Biomarker discovery and clinical outcome prediction using knowledge based-bioinformatics
Phan, John H.
MetadataShow full item record
Advances in high-throughput genomic and proteomic technology have led to a growing interest in cancer biomarkers. These biomarkers can potentially improve the accuracy of cancer subtype prediction and subsequently, the success of therapy. However, identification of statistically and biologically relevant biomarkers from high-throughput data can be unreliable due to the nature of the data--e.g., high technical variability, small sample size, and high dimension size.

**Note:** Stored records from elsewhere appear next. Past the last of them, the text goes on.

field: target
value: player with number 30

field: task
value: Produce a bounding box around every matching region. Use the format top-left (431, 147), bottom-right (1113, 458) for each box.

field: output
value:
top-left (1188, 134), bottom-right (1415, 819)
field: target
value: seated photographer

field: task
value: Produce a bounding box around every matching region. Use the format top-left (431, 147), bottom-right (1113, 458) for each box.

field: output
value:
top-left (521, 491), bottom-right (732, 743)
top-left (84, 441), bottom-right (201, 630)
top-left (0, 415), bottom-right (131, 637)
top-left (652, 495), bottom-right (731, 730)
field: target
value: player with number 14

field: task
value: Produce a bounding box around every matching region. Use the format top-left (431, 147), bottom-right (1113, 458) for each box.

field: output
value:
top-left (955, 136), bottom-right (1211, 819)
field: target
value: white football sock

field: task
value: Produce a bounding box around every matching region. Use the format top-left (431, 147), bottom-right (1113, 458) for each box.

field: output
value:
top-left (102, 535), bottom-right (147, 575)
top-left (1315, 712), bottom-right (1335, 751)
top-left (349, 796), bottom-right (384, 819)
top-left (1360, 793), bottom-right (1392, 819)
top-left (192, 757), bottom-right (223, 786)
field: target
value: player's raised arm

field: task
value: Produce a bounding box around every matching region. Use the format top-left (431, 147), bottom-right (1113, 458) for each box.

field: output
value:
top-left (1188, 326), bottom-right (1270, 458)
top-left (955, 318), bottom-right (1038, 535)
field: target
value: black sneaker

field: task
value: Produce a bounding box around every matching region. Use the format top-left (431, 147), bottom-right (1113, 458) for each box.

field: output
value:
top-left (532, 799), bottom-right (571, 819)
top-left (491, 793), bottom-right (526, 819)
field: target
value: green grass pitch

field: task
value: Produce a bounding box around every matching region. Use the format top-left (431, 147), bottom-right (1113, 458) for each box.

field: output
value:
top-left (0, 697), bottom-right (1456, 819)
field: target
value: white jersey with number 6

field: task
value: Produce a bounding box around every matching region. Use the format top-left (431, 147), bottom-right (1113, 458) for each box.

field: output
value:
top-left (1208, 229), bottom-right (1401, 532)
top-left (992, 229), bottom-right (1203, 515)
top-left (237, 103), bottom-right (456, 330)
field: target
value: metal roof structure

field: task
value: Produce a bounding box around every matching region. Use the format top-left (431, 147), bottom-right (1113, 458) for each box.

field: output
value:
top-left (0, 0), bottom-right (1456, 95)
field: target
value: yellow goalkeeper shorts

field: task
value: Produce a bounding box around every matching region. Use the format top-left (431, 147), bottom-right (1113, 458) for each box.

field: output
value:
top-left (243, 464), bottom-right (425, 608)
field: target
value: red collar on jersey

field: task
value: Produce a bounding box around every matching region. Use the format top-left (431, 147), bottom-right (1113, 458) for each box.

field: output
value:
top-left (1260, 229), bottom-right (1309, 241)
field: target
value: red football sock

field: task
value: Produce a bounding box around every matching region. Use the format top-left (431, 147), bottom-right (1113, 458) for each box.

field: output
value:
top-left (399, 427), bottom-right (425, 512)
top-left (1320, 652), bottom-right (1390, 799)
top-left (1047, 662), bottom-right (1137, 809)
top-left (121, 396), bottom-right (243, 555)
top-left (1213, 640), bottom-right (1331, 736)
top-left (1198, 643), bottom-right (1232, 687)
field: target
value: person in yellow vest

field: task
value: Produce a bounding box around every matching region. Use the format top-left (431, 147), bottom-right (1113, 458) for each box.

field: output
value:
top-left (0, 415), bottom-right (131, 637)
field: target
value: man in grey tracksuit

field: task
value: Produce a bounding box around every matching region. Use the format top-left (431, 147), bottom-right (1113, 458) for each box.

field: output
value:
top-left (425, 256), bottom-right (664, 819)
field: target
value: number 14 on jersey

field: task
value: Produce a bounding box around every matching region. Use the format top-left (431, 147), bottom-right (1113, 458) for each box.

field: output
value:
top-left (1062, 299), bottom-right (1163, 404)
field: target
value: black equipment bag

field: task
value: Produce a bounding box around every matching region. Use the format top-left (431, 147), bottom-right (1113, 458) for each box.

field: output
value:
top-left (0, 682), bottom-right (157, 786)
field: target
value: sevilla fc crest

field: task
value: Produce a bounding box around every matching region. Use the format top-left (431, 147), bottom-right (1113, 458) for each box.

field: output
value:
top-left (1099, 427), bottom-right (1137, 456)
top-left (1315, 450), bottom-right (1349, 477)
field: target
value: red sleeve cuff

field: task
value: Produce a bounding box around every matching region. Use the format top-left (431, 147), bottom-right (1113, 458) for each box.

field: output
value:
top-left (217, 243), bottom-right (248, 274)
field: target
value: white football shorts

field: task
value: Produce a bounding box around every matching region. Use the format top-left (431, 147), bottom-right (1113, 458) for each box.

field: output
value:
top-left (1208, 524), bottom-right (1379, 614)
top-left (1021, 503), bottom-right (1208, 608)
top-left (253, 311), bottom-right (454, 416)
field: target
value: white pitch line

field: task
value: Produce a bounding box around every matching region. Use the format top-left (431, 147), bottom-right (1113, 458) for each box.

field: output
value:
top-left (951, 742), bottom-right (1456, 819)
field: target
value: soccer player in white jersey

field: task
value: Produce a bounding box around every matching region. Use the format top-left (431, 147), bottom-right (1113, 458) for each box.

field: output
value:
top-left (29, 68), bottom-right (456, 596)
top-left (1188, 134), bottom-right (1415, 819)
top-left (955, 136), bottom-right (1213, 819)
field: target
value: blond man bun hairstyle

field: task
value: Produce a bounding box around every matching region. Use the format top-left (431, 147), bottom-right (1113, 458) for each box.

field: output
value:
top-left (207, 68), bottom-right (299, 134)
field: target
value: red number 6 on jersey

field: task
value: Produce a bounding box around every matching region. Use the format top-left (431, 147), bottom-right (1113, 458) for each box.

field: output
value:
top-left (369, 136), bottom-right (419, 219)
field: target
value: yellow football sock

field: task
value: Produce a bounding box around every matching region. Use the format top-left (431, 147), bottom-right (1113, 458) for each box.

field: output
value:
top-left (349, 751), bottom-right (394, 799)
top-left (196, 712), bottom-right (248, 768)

Due to the lack of available training samples, data-driven machine learning methods are often insufficient without the support of knowledge-based algorithms. We research and investigate the benefits of using knowledge-based algorithms to solve clinical prediction problems. Because we are interested in identifying biomarkers that are also feasible in clinical prediction models, we focus on two analytical components: feature selection and predictive model selection. In addition to data variance, we must also consider the variance of analytical methods. There are many existing feature selection algorithms, each of which may produce different results. Moreover, it is not trivial to identify model parameters that maximize the sensitivity and specificity of clinical prediction. Thus, we introduce a method that uses independently validated biological knowledge to reduce the space of relevant feature selection algorithms and to improve the reliability of clinical predictors. Finally, we implement several functions of this knowledge-based method as a web-based, user-friendly, and standards-compatible software application.